The entire EPR paradox is based in, as I said, decades old theory. Experiments have shown that, well, the experiment does actually do what it says on the tin. This tells us, not as EP&R perhaps hoped, that QM is wrong, but rather that there is a core bit of reconciliation remaining. The fact that the theory is quite clear that information cannot be send at superluminal speeds, consistent with relativity, is a very big deal.
“QM does not say that reality does not exist before it is measured.”
No but what it does say is that we can never predict what reality will be because it is a matter of probabilities. Are you really saying there already exists a ‘set’ reality before any measurement is made that is independent of our measurement? If so, this has found to be false. This is why our place as observers seem to play an important role in what is measured. An electron both exists and does not exist when unmeasured but settles on being an electron when measured. If you mean by ‘reality’ something or other does exist before we look at it then yes, but after we make an observation it is no longer exactly what is was before we ‘interfered’ with it. You have to remember that we are part of reality too so it’s impossible to separate the quantum world from us - it would be a false dichotomy.
“* This is the bit about the future affecting the past. The manner in which causality is possibly violated is very specific. It does not allow information to travel faster than light, and it does not allow information to travel backwards in time. The future cannot affect the past, but there is something that allows the separated events to remain entangled in a manner that cannot be currently explained. And no, you can’t change the kind of reality based upon how you set things up. That is quite specifically disallowed, and nobody expects otherwise.”

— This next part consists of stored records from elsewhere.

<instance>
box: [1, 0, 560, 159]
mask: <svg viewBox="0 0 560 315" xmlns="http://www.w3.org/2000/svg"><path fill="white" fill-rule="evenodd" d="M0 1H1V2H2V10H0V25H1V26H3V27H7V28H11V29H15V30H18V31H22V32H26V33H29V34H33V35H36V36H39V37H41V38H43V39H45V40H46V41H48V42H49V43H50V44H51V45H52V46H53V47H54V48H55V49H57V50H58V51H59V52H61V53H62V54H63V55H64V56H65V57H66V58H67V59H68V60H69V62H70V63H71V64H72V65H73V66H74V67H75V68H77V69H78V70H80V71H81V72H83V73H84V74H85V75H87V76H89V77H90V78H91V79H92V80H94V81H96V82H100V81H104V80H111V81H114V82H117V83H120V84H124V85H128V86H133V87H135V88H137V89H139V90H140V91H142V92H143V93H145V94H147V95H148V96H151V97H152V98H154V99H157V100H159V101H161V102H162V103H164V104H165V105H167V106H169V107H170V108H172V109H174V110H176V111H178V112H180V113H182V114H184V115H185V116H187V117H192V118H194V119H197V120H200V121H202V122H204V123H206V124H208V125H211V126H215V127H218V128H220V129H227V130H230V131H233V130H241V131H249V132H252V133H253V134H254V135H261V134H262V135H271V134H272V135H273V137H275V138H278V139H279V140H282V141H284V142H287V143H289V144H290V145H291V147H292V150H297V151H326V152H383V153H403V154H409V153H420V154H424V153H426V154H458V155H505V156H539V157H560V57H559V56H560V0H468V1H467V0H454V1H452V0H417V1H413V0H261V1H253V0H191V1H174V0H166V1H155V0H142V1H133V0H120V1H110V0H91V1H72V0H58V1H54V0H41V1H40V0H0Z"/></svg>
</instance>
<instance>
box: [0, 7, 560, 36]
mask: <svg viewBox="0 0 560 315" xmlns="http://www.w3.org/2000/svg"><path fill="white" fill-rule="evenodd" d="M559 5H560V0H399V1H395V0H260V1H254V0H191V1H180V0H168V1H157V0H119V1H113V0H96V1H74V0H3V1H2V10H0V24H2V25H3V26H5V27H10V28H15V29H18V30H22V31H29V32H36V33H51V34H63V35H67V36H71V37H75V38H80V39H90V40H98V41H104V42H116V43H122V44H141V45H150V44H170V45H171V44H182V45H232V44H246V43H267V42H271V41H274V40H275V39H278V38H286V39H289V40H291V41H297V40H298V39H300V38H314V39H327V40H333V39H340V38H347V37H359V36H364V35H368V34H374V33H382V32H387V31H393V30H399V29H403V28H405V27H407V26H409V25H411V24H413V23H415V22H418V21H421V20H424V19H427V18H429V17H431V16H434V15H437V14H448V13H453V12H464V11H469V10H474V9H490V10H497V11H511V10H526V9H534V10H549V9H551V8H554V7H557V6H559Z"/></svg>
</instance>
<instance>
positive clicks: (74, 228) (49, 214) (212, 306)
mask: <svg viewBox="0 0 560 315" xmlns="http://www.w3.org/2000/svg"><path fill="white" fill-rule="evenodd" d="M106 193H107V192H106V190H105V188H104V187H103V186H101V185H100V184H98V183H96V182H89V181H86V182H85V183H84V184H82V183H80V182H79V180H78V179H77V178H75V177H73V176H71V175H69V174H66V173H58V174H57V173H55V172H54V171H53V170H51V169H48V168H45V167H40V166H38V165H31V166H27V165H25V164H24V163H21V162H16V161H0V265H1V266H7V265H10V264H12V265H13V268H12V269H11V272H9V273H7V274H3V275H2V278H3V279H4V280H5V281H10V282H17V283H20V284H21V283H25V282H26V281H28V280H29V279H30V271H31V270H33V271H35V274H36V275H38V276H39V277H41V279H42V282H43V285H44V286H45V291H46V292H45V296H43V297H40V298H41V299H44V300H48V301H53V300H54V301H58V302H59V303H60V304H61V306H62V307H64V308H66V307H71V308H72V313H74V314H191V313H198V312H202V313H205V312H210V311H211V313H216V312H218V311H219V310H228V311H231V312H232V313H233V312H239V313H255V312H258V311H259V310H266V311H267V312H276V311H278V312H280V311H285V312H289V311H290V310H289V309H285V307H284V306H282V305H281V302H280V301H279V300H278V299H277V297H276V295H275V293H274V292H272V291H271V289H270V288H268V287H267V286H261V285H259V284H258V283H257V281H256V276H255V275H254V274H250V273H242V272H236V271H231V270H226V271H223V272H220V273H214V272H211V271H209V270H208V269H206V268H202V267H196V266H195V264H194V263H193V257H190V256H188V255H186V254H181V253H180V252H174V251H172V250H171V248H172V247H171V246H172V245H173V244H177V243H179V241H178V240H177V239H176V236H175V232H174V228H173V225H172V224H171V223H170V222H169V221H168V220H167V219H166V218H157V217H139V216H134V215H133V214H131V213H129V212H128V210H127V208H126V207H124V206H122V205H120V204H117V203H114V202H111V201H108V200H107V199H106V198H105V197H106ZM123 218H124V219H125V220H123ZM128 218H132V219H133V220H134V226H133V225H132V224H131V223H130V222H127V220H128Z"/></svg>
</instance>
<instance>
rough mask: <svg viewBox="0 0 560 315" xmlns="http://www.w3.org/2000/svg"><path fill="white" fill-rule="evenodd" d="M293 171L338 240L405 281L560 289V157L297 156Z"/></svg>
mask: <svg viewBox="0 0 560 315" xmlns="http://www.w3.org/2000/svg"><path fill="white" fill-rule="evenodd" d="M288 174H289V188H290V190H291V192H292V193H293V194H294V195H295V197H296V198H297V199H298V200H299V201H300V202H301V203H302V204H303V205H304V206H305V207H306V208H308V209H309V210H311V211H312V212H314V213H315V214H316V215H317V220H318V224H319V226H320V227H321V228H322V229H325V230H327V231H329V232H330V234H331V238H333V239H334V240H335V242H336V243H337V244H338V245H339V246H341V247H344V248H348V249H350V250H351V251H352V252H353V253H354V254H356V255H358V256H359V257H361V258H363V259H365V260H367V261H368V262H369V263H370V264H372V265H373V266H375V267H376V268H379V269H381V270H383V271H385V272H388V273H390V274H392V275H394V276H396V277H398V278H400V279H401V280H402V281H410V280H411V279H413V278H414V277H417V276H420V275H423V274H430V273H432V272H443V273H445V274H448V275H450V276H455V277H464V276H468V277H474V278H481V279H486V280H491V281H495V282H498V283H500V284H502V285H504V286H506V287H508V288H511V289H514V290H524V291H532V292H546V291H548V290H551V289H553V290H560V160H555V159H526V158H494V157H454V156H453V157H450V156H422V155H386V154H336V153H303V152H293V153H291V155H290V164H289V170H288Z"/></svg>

In a way you can because it is the fact that the experimenter is conscious of the information that seems to be causing the effect. Don’t ask me how because it seems very mysterious but I come back to the fact that we, as observers, seem to play a vital role in these results and it may be consciousness itself that is causing such anomalies. In fact, this seems quite logical to me because how could a quantum object be ‘aware’ of what the experiment is doing? It does seem to come back to human intervention. I think it’s probably as well to point out that we do not really understand what consciousness is so I don’t think we should automatically poo-poo this idea. You don’t seem to understand that a particle can become a wave by manipulating the experiment in the particle’s future, thereby, causing a retroactive effect. Remember, the particle has already been set as a particle and ordinarily you would expect it to remain so but this has been disproved. Are you saying that when the particle comes into existence it isn’t real? If not the the particle is real and can be made to change its ‘reality’ by a future event.’ We are all made of quantum objects so this effect should have implications for us all in some way or another. Do we really know what space and time is anyway? The answer is probably no.